20170111_130802

Aux salariés du groupe Seita : tout mon soutien !

Mesdames, Messieurs les salariés de la Seita,

Depuis plusieurs semaines maintenant, vous vous battez pour ne pas perdre vos emplois, pour continuer de produire dans notre pays et vivre dignement de votre travail quotidien.

Alors que 40 % des effectifs sont menacés, l’entreprise tente de justifier sa décision par le déclin de la consommation de tabac en Europe. Vous le savez, la réalité est toutefois bien différente. Cette restructuration s’inscrit d’abord dans la logique financière du propriétaire de la Seita depuis 2008, l’entreprise britannique Imperial Tobacco. Son chiffre d’affaires a progressé l’an dernier de 9,7 % et son résultat opérationnel de 10,4 %. Dans ces conditions, comment croire à la version officielle ? Comment ne pas craindre plutôt un nouveau licenciement boursier ? Comment ne pas soupçonner une logique comptable avant une logique industrielle ?

La désindustrialisation de l’économie française est l’une des plus avancées du vieux continent. Cette désindustrialisation n’est pas une catastrophe naturelle ou une issue inéluctable. Elle est le résultat d’une politique, appliquée avec continuité depuis plus de trente ans par une oligarchie financière coupée des réalités, qui considère que l’industrie appartient au passé. Je suis convaincu que l’industrie est notre avenir. Impossible d’imaginer une France maître de son destin et prospère sans une base industrielle solide !

Le rôle des responsables politiques est de s’engager en faveur du maintien des sites industriels et des emplois en France, mais beaucoup préfèrent la politique de l’autruche ! Vous pouvez compter sur moi pour soutenir votre combat et préserver vos capacités de production et vos emplois. J’aurai l’occasion, si vous le souhaitez, de l’exprimer de vive voix lors de mon passage à Riom ce mercredi 11 janvier après-midi.

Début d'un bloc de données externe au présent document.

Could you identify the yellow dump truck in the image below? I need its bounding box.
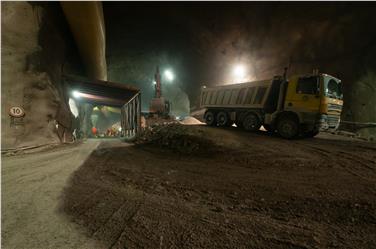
[200,73,343,139]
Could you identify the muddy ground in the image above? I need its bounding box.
[61,126,376,248]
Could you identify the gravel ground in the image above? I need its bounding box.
[1,140,102,249]
[61,126,376,248]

Une stratégie défensive à court terme est indispensable. À plus long terme, nous ne mettrons fin aux scandales des délocalisations, des licenciements boursiers et de la désindustrialisation, qu’en adoptant une politique industrielle offensive, pour refaire de la France un site industriel de premier plan dans le monde.

Cela passe d’abord par la reconquête de notre souveraineté, une dépréciation monétaire et une politique de relance budgétaire. Nous devons également prendre des mesures vigoureuses pour définanciariser notre économie en instaurant une véritable séparation bancaire et en abrogeant la loi El Khomri. Je propose par ailleurs de durcir les conditions de licenciements économiques en reprenant en compte le niveau des dividendes versés. Je demande enfin l’extension du CICE sur 5 ans en étendant le dispositif jusqu’à 3,5 fois le SMIC pour favoriser les entreprises industrielles, tout en conditionnant les mesures de soutien aux entreprises à des résultats tangibles en matière d’investissement et d’emploi
sur le sol français.

Le mépris des élites économiques et politiques à l’égard de l’industrie et des salariés doit cesser. Ces élites ne sont pas indispensables à la bonne marche du pays. Seuls les salariés le sont !

Je vous prie de recevoir, Mesdames, Messieurs, l’expression de mon soutien plein et entier.